Ford CEO Alan Mulally kicked the unveilings off early at a glitzy pre-show event across the street from France’s presidential palace. He unveiled the new Ford Focus ST, one of three new Focuses that the American manufacturer has developed for worldwide sales and hopes to build at least 10 vehicles off the undercarriage. Ford expects to make 2 million Focus-based vehicles per year worldwide by 2012.
Ford’s “EcoBoost” line of direct-injection turbocharged engines means the new Focus can achieve 20-25 percent better fuel efficiency than previous versions, Ford’s chief engineer for North America, Jim Hughes, told The Associated Press.
At the other end of the carbon-emitting spectrum and across town, Volkswagen also gave a sneak peak of some of its more exotic brands such as Lamborghini, Bugatti and Bentley. In a converted industrial warehouse in a less-fashionable area of southeast Paris, Volkswagen unveiled the Bugatti Veyron Supersport, which can reach a top speed of 264 mph (425 kph).
“The Future, Now” is the slogan organizers have chosen for this year’s edition of the show, which holds two days of media previews starting Thursday before opening to the public on Saturday.
The show — which dates back to 1898, making it the world’s oldest — will feature about 100 world and European premieres, organizers promise.
Car makers have been flaunting technologies aimed at cutting or eliminating carbon dioxide emissions from their vehicles at every major car show since the last Paris gathering. But this time more and more will be models headed for showrooms, not concept or idea cars.

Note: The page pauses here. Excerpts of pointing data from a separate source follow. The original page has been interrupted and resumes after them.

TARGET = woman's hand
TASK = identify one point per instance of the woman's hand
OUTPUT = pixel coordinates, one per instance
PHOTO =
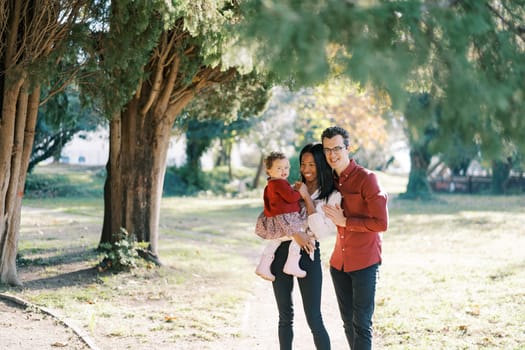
(301, 188)
(336, 214)
(304, 241)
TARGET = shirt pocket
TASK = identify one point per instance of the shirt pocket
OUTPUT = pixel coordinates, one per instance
(354, 205)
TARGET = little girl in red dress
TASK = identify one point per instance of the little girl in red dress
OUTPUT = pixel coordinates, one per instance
(281, 218)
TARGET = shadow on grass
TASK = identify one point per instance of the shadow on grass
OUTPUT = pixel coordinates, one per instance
(454, 203)
(54, 256)
(83, 276)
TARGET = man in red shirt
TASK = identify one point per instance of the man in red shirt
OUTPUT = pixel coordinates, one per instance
(357, 253)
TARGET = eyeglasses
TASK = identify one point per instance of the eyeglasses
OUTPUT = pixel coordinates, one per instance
(336, 149)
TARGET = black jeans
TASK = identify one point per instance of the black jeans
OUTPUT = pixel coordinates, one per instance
(310, 288)
(355, 293)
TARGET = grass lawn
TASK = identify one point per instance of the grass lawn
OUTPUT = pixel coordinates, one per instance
(452, 277)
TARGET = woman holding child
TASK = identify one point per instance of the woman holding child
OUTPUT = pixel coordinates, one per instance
(316, 189)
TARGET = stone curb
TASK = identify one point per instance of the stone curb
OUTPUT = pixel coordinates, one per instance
(79, 332)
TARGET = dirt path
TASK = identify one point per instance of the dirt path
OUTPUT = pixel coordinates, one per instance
(30, 329)
(259, 321)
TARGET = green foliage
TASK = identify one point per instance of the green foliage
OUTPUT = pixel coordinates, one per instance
(467, 54)
(40, 185)
(61, 118)
(183, 181)
(121, 255)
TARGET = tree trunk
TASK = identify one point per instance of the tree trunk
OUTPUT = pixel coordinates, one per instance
(135, 174)
(139, 139)
(17, 126)
(500, 176)
(418, 186)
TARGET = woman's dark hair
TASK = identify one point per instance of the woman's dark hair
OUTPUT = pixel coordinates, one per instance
(272, 157)
(325, 177)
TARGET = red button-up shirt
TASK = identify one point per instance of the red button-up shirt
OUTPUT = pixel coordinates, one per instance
(358, 244)
(280, 198)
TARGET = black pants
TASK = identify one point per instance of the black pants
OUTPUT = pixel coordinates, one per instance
(310, 288)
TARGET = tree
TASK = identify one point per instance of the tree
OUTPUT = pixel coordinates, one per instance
(33, 41)
(59, 120)
(225, 112)
(467, 55)
(173, 53)
(361, 111)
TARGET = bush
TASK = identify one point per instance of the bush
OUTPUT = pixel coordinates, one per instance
(121, 255)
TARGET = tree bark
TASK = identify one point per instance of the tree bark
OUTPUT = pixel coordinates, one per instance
(139, 141)
(17, 126)
(29, 32)
(500, 176)
(418, 186)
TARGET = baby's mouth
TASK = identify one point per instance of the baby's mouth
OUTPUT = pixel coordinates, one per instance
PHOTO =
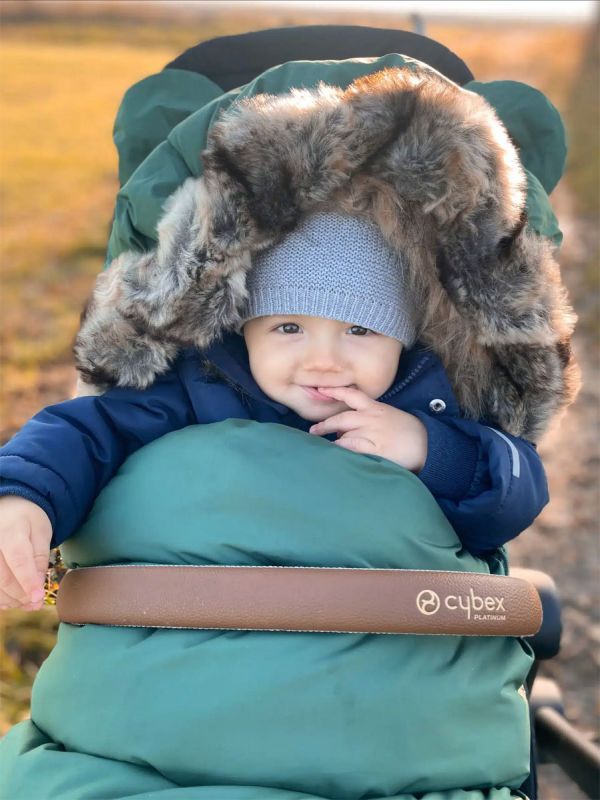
(315, 394)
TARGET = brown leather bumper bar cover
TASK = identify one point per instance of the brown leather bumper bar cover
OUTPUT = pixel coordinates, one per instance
(318, 599)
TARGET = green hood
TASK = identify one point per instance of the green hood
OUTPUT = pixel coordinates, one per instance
(162, 125)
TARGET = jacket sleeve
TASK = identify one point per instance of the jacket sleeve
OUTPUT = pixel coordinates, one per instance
(65, 455)
(490, 485)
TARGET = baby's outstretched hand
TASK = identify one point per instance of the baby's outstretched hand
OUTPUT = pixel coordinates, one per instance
(376, 428)
(25, 534)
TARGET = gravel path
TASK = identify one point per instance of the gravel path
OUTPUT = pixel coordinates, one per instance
(564, 540)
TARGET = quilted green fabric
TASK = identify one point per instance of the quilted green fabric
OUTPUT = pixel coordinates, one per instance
(238, 715)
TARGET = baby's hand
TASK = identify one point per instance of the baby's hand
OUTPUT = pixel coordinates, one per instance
(375, 428)
(25, 534)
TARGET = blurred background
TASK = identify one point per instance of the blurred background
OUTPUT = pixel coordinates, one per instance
(64, 67)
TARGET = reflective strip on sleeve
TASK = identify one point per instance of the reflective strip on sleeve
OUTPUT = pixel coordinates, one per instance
(515, 453)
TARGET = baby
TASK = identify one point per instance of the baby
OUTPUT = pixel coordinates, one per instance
(327, 345)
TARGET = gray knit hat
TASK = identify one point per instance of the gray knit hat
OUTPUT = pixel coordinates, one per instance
(335, 266)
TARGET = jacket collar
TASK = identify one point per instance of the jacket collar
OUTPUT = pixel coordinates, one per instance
(230, 356)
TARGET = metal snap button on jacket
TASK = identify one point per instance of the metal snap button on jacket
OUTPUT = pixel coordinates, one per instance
(437, 406)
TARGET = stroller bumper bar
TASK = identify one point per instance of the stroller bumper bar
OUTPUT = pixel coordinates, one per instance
(317, 599)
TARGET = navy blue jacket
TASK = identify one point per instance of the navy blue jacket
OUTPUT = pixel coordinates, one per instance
(490, 485)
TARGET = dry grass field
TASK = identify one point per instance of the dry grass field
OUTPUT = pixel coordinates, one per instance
(61, 81)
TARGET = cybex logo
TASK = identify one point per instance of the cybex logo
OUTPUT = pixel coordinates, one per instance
(428, 602)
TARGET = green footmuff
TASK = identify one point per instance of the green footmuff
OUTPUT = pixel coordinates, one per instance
(192, 714)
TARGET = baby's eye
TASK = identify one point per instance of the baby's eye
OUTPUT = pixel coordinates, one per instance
(288, 327)
(358, 330)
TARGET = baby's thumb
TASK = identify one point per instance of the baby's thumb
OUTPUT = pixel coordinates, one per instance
(41, 535)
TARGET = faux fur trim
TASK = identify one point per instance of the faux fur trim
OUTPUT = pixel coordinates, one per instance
(431, 165)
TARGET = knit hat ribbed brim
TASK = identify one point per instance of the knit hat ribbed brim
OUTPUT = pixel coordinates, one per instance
(338, 267)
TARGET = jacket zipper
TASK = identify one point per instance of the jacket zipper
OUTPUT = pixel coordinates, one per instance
(410, 377)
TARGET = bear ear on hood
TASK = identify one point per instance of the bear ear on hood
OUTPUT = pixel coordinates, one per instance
(430, 164)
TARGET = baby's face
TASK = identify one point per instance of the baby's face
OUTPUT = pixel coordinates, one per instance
(292, 356)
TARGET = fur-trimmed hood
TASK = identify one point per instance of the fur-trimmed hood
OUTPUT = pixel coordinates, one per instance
(431, 165)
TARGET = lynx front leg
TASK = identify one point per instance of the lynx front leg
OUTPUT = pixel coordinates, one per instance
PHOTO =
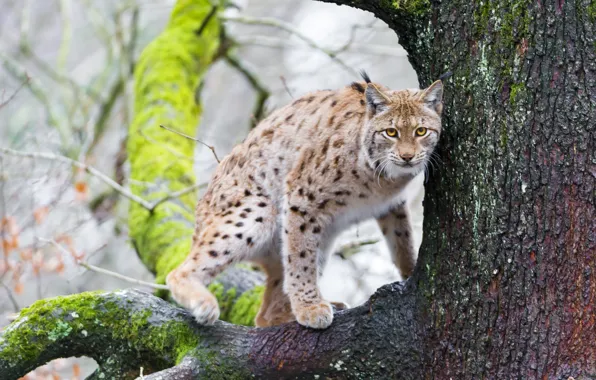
(302, 241)
(398, 231)
(275, 308)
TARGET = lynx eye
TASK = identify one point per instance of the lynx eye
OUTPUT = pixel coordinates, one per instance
(391, 132)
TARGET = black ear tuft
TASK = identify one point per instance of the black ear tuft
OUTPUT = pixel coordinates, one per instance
(445, 76)
(376, 100)
(365, 76)
(358, 87)
(432, 96)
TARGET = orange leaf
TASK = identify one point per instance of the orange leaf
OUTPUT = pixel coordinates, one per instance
(81, 189)
(9, 224)
(40, 214)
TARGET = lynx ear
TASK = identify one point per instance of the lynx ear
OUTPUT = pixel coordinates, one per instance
(376, 100)
(432, 97)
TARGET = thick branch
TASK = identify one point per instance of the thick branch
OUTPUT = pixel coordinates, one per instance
(124, 331)
(167, 75)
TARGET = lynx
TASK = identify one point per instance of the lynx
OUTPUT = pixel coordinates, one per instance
(305, 173)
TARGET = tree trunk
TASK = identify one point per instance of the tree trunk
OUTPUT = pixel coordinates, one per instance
(505, 287)
(506, 283)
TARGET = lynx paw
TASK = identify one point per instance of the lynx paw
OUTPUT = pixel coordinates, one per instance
(317, 316)
(205, 309)
(340, 306)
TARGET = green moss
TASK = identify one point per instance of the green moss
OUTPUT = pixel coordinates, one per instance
(246, 307)
(167, 76)
(238, 309)
(412, 7)
(85, 318)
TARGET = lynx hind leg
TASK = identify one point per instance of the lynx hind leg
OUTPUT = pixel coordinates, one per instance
(275, 308)
(237, 236)
(398, 231)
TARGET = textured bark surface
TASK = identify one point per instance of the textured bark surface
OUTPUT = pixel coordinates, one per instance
(507, 278)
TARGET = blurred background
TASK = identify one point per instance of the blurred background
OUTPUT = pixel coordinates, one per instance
(66, 90)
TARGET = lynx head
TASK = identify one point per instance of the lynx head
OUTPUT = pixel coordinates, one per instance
(403, 128)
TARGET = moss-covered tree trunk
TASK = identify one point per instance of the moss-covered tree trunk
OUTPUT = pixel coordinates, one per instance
(505, 287)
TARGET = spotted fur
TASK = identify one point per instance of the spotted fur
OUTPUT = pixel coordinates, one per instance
(308, 171)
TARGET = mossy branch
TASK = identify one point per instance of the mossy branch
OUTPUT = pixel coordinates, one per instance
(139, 329)
(128, 330)
(167, 76)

“Maybe access to market-ready electric vehicles is going to be the big news in Paris,” said Carlos Da Silva, a senior market analyst at industry forecasters IHS Global Insight in Paris. “It will be a very ‘green’ show,” Da Silva said in an interview.
Other ready-to-roll green machines on display include Peugeot’s iOn, Mitsubishi’s i-MiEV and the Nissan Leaf.
Besides the 3008, PSA Peugeot-Citroen plans to launch the Citroen DS5 Hybrid as part of its goal to have 1 million cars in its fleet below 120 grams of carbon dioxide per kilometer by 2012. That is in line with similar targets set by other car makers as they seek to meet an EU deadline for reducing their carbon emissions, Da Silva said.
Global car production fell 17 percent over 2008 and 2009, dropping to 57 million vehicles last year. Scrapping schemes introduced after the crisis helped support European car makers and their suppliers, but now that they’re being withdrawn, growth is stalling in the region.
Car sales in Europe will drop to 17.7 million this year from 18.2 million in 2009, according to J.D. Power Automotive Forecasting, which expects sales to stagnate around that level next year as well.
Production will rebound to its pre-crisis level of 69 million vehicles this year, Autofacts predicts, but nearly all that growth will come from China and North America.
By the time of the next Paris show in 2012, for the first time ever more than half of the world’s car production will be in emerging markets such as China, Brazil and India, said Gerard Morin, head of PwC’s automobile consultancy in France.
By 2020, PSA Peugeot Citroen CEO Philippe Varin thinks hybrids will grab as much as 15 percent of the market.
That’s more optimistic than the forecasters at PricewaterhouseCooper’s Autofacts consultancy, which sees electric cars capturing a mere 1 percent of the global car market by 2016. Hybrids may reach 4 percent market share by then, Autofacts predicts, leaving a full 95 percent of the market to traditional internal combustion engines.
By 2020, electric vehicle production is likely to hit only 1.5 million units, according to Autofacts, as the infrastructure to recharge the cars’ batteries, as well as the batteries’ expense and limits to their autonomy hold back wider adoption of the cars by consumers.
Hybrid technologies range from full hybrids, which alternate between gasoline and electric engines to achieve improved fuel economy, to so-called partial hybrids, or cars with such features as start-stop technology, which automatically shuts down and restarts an engine when stopped to reduce idling and reduce carbon emissions.